──理解や共感だけで、患者の不安は解消されますか。
重要なのは、不安を解消するのではなく、不安は不安のままでいいと知ることです。これを話すと、救われたと安心する患者が多い。不安は解決したり、ゼロにできたりするものではないのです。
不安には、自分の力で対処できる不安と、できない不安があります。コロナの場合は、マスクをしたり手洗いをしたり会食を控えるなど、ある程度、自分の力で感染リスクは下げられます。一方で100%感染を防げるわけじゃない。いつ、どこでコロナをもらってしまうかわからない、という不安は、自分の力では解決できません。つまり、自分でコントロールできない不安はゼロにはできないので、上手に付き合っていくしかない、ということを患者に話します。
コロナに対する不安はどこからくるのか?
──どのような時に、不安になるのでしょうか?
1人でいる時間に、ワイドショーやインターネットなどの刺激的な情報に接すると、不安の回路が暴走して、焦燥感が募るようです。「破局的な思考」というべき、極端なバイアスがかかった、視野狭窄(きょうさく)な考え方になりがちです。このような場合、不安が膨張しないようにして、“合理的な行動を選ぶ”ことが大切です。
例えば「病院に行く途中でコロナに感染するかもしれない。でも行かないと、がんが進んでしまうかもしれない」という不安があるとします。リスクとベネフィットを主治医と相談して、今は病院に行くべきか、あるいは受診回数を減らすべきか、最も期待値が高い合理的な行動を選ぶことを勧めます。

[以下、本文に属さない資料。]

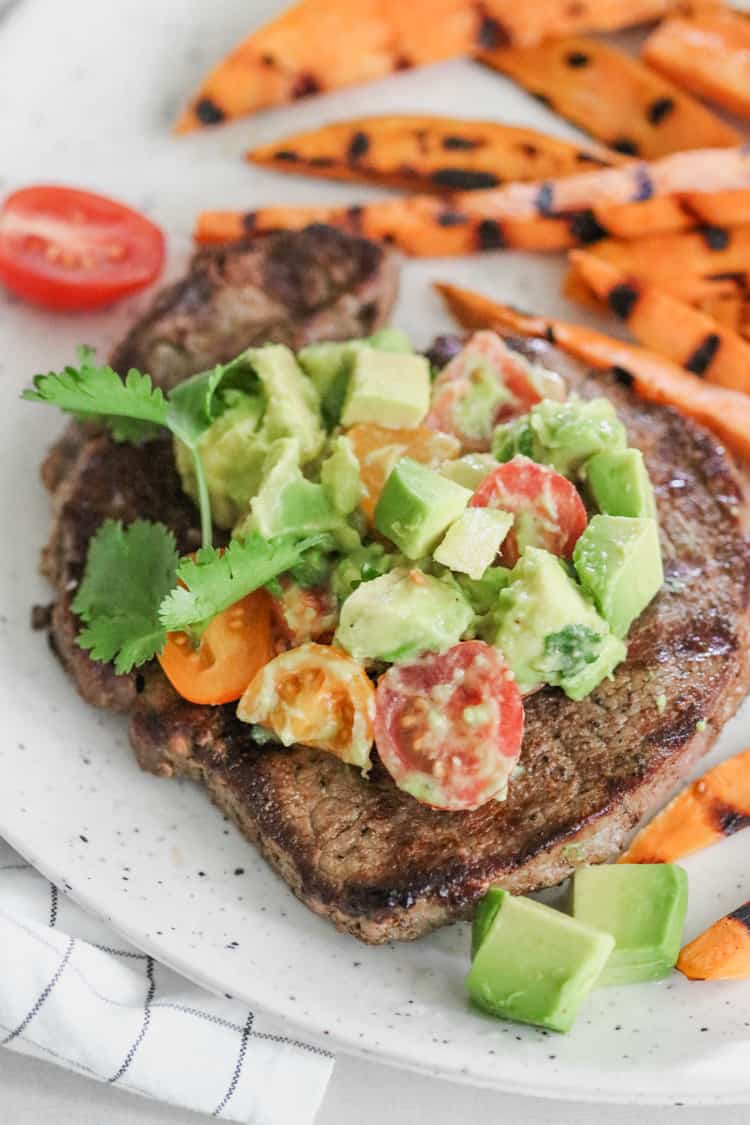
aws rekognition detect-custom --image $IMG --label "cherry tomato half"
[425,332,564,452]
[237,641,374,770]
[469,457,588,566]
[159,590,273,703]
[0,186,164,311]
[376,640,524,811]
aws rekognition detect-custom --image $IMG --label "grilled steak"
[39,315,750,943]
[112,225,398,389]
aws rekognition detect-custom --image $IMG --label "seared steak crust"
[112,225,398,389]
[45,335,750,943]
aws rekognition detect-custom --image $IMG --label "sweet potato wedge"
[196,147,750,258]
[571,226,750,306]
[247,114,624,194]
[478,36,742,160]
[677,902,750,981]
[618,750,750,863]
[177,0,674,133]
[570,250,750,394]
[435,284,750,460]
[643,7,750,117]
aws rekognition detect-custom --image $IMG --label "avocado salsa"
[22,330,662,811]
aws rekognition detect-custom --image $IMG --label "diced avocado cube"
[243,344,325,465]
[297,329,414,425]
[244,438,343,539]
[440,453,497,492]
[584,449,657,520]
[487,547,625,699]
[335,567,473,663]
[341,348,430,430]
[174,394,269,529]
[373,457,471,559]
[320,434,364,515]
[467,888,615,1032]
[455,566,510,617]
[572,863,687,984]
[573,515,665,637]
[493,398,627,477]
[433,507,513,578]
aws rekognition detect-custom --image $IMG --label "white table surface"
[0,1051,750,1125]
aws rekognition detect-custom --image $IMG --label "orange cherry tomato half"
[469,456,588,566]
[237,641,374,770]
[0,186,164,311]
[159,590,273,704]
[376,640,524,811]
[346,422,461,520]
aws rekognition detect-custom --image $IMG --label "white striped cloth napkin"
[0,840,334,1125]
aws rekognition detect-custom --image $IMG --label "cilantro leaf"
[544,626,604,680]
[159,532,324,631]
[73,520,179,675]
[21,348,168,441]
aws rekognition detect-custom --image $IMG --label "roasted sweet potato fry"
[570,226,750,312]
[570,250,750,394]
[695,293,747,330]
[247,115,624,194]
[643,6,750,117]
[478,36,742,160]
[196,147,750,258]
[177,0,674,133]
[436,284,750,460]
[677,902,750,981]
[618,750,750,863]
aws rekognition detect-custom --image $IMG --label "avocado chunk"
[334,567,472,664]
[467,887,615,1032]
[572,863,687,984]
[373,457,471,559]
[584,449,657,520]
[341,348,430,430]
[244,344,325,465]
[455,566,510,618]
[174,394,269,529]
[486,547,626,700]
[493,398,627,477]
[440,453,497,492]
[573,515,665,637]
[320,434,364,515]
[433,507,513,578]
[297,329,414,426]
[241,438,344,539]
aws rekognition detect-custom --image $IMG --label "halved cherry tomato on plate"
[237,641,374,770]
[0,185,164,311]
[346,422,461,520]
[273,576,338,648]
[469,456,588,566]
[376,640,524,811]
[425,332,566,452]
[159,590,273,703]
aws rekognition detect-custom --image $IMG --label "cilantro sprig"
[159,532,326,631]
[73,520,180,675]
[73,520,325,675]
[22,348,255,547]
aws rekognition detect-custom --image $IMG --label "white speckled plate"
[0,0,750,1104]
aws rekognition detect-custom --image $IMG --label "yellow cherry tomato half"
[346,422,461,520]
[237,641,374,770]
[159,590,273,703]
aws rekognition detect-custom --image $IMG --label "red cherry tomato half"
[425,332,566,452]
[469,457,588,566]
[0,186,164,311]
[376,640,524,811]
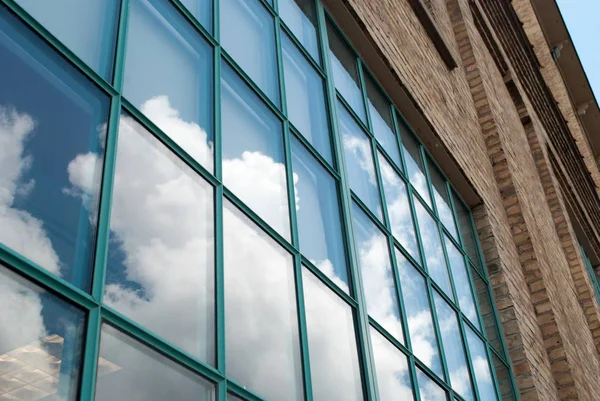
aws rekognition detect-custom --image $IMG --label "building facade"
[0,0,600,401]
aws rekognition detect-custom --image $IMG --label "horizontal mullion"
[279,18,325,79]
[220,46,287,122]
[100,306,225,383]
[0,243,99,311]
[289,121,340,177]
[117,97,221,186]
[223,186,300,255]
[300,255,358,309]
[0,0,118,96]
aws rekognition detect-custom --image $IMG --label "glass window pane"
[396,249,442,377]
[221,63,290,239]
[95,324,215,401]
[433,291,475,400]
[180,0,213,32]
[352,203,404,343]
[123,0,213,171]
[223,201,304,401]
[0,9,109,291]
[417,368,448,401]
[219,0,279,105]
[364,74,402,168]
[327,21,365,121]
[16,0,120,82]
[377,152,421,263]
[415,199,454,299]
[338,102,381,219]
[370,327,413,401]
[452,192,481,267]
[0,265,85,401]
[291,138,349,292]
[429,162,458,239]
[277,0,320,61]
[444,235,479,327]
[465,326,498,400]
[281,33,332,164]
[302,268,363,401]
[399,123,431,207]
[104,115,214,364]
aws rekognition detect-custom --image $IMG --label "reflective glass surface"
[377,152,421,263]
[221,63,290,239]
[123,0,214,171]
[291,138,349,292]
[399,123,431,206]
[104,114,214,364]
[281,33,332,164]
[337,102,381,219]
[327,21,366,121]
[396,250,442,377]
[16,0,120,82]
[365,74,402,169]
[219,0,279,105]
[95,324,215,401]
[352,203,404,343]
[0,8,109,291]
[465,327,498,401]
[433,291,475,400]
[415,200,453,298]
[277,0,320,61]
[302,268,363,401]
[417,368,448,401]
[0,265,85,401]
[223,202,304,401]
[370,327,413,401]
[444,235,479,327]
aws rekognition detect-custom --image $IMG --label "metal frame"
[0,0,518,401]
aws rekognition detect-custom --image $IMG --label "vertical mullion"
[316,1,377,401]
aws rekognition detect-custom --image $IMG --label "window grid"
[0,0,516,401]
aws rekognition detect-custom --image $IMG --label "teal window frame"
[0,0,519,401]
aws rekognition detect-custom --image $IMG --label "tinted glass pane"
[223,202,303,401]
[370,327,413,401]
[338,103,381,218]
[378,152,421,262]
[465,327,498,400]
[277,0,319,61]
[400,124,431,206]
[123,0,213,170]
[0,8,108,291]
[396,250,442,376]
[452,192,481,267]
[433,291,475,400]
[221,64,290,238]
[365,74,402,168]
[0,265,85,401]
[415,199,453,299]
[417,368,448,401]
[281,33,332,163]
[292,140,349,292]
[429,162,458,239]
[444,235,479,327]
[220,0,279,104]
[181,0,213,32]
[104,115,214,363]
[17,0,119,82]
[302,268,363,401]
[95,324,215,401]
[327,21,365,121]
[352,204,404,343]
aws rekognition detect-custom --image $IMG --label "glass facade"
[0,0,516,401]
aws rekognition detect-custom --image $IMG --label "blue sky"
[556,0,600,99]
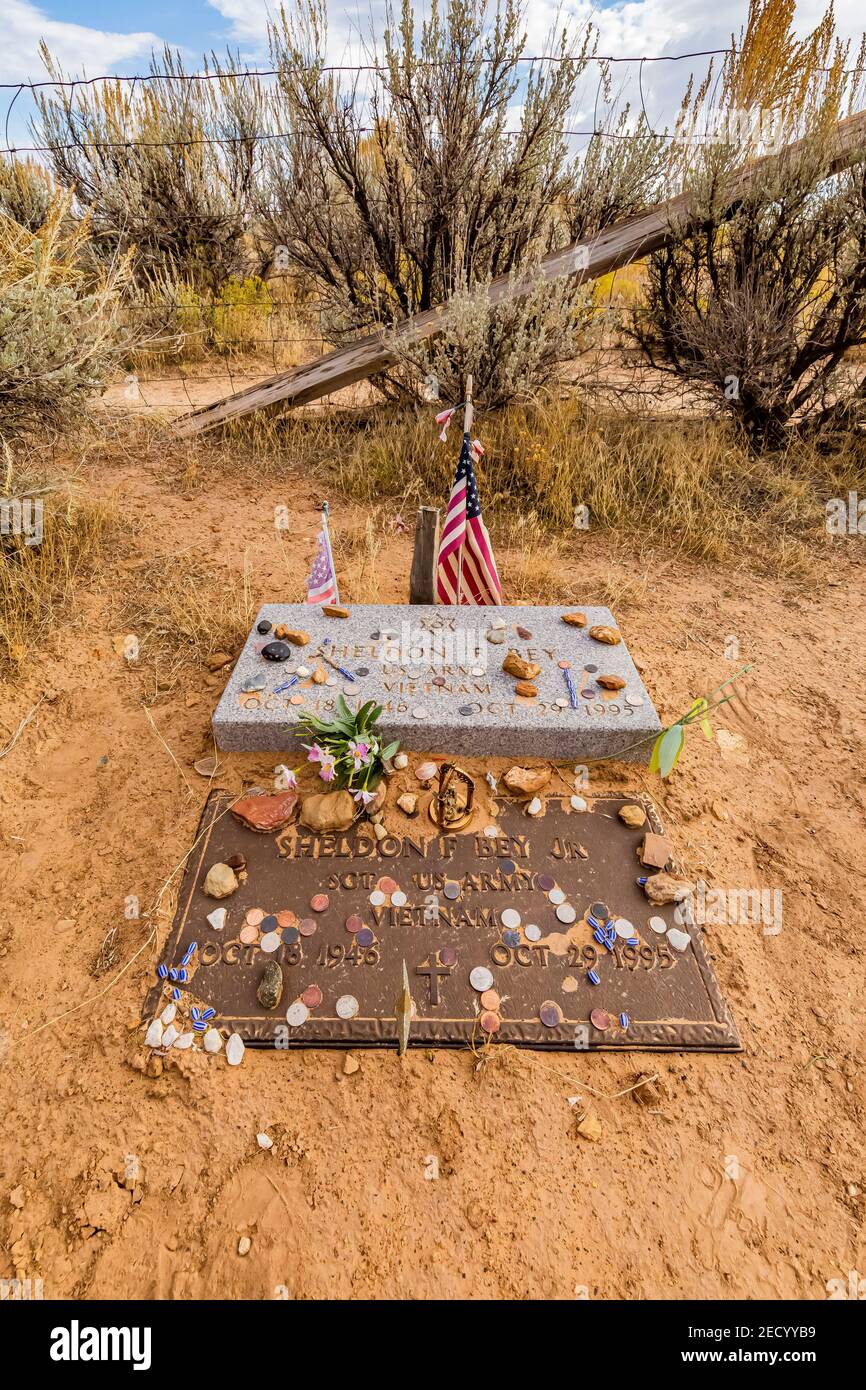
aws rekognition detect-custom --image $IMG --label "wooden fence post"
[409,507,439,603]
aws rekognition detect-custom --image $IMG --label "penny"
[468,965,493,994]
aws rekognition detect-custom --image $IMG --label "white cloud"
[0,0,161,82]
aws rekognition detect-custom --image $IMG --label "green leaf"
[659,724,685,777]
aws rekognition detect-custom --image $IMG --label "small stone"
[589,623,623,646]
[261,642,292,662]
[300,791,356,834]
[503,767,550,799]
[232,791,297,835]
[203,863,238,898]
[502,648,541,681]
[256,960,282,1009]
[577,1111,603,1144]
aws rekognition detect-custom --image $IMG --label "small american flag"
[436,434,502,605]
[307,518,339,603]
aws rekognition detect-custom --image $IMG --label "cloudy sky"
[6,0,863,145]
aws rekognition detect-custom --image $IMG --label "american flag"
[307,523,339,603]
[436,434,502,605]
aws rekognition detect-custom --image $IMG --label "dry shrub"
[0,448,111,671]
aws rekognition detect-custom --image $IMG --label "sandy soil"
[0,428,866,1298]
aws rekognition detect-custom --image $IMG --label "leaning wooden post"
[409,507,439,603]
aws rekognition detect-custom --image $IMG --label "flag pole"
[321,502,339,603]
[457,371,474,607]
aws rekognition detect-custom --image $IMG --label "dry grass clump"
[0,448,111,673]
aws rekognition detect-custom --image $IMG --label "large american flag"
[307,525,338,603]
[436,434,502,605]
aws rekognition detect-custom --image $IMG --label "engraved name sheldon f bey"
[50,1318,150,1371]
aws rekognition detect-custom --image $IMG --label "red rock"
[232,791,297,834]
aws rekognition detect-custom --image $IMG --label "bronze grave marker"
[147,792,740,1051]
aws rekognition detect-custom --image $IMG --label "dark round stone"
[261,642,292,662]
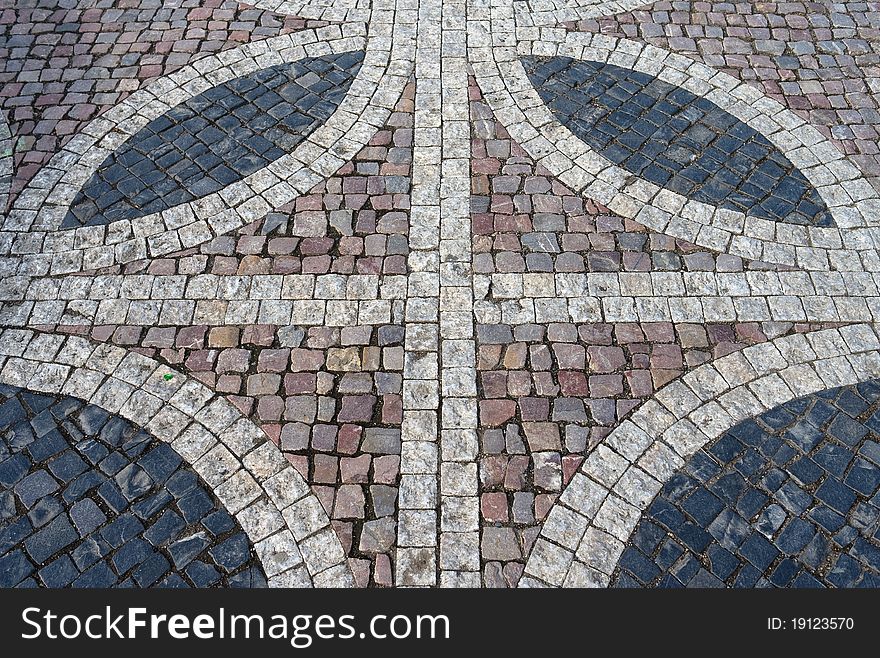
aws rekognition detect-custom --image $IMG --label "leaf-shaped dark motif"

──感染対策を徹底して「ゼロ・コロナ」を目指す方向性と、緩やかな規制で経済を回す「ウィズ・コロナ」のどちらがいいのか、世界各国が模索しています。
どちらの選択が正しいのか、現時点では誰にも正解はわからないですよね。だから、みんな不安になる。その不安は解消しないけれど、どちらかを選択して前に進んでいくしかない。情報を集めていけば、必ず答えが見つかると考えている人もいますが、この世界には最後までわからないブラックボックスが存在します。
そもそも、人生は不確実であり、恐怖と隣り合わせで生きていくしかないのです。例えば、世界の紛争地帯では、もっと不確実で恐怖が日常的だけれども、それが人生だからやっていくしかないと、その地域の人は思っているのではないかと想像します。日本の社会が求めてきたゼロリスクは、非常に安全な状況であったから期待できていたのだと、コロナが教えてくれたのかもしれません。